As Torontonians get more and more environmentally conscientious, recycling, composting, not using plastic bags for their groceries, a second-wave sort of feeling can set in. Are we doing enough? Or are all these little things we do just that, little things that don't add up to enough to have any real effect?
And this questioning can extend to the corporate world, as well. If a hotel says it's being green by using low-flow showerheads, or an office building toots its own horn because it turns off all its lights at night, are they greening, or greenwashing?
According to Doug Webber, the green building practice leader for
Halsall, an engineering and consulting firm that helps corporate clients use their energy more efficiently, turning off an office tower's lights at night is no small beer.

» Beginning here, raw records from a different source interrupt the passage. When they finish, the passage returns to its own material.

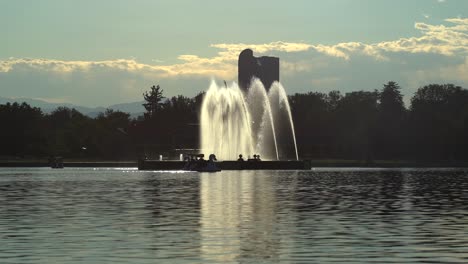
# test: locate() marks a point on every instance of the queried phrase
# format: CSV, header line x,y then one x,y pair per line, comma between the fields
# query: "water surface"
x,y
318,216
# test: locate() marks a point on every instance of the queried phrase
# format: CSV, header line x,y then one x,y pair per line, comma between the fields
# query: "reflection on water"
x,y
323,215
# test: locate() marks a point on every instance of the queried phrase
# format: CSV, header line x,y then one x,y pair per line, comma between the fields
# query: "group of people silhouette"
x,y
255,158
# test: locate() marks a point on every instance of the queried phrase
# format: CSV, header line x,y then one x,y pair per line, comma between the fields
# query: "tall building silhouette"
x,y
265,68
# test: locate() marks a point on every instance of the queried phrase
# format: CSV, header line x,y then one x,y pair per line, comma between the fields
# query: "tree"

According to Webber, an average tower tenant expends about a quarter of its energy on lighting. So if they only turn on their lights between 7am and 6pm, instead of keeping them on all night, "That's 50 per cent of the hours that the lights are off. You could save 12 per cent of your energy just by turning the lights off at night."
Another quarter of corporate tenant's energy tends to go to information technology, so turning computers off -- and reducing the number of servers that need to be on all the time, whenever possible -- when they're not in use can have a similar effect.
"One of the problems with accusations of greenwashing, if they're not careful, is that they can throw cold water on what might be legitimately good first steps," says Chris MacDonald, visiting scholar with the
Rotman School of Business's
Clarkson Centre for Business Ethics who also runs the
Business Ethics Blog "A company may be trying to get some credit for doing the right thing, but then figures they're getting crapped on, so they'll stop."
For his part, MacDonald reserves the term for companies he thinks "have just an atrocious track record and they're really holding up something tiny that isn't central to what they do."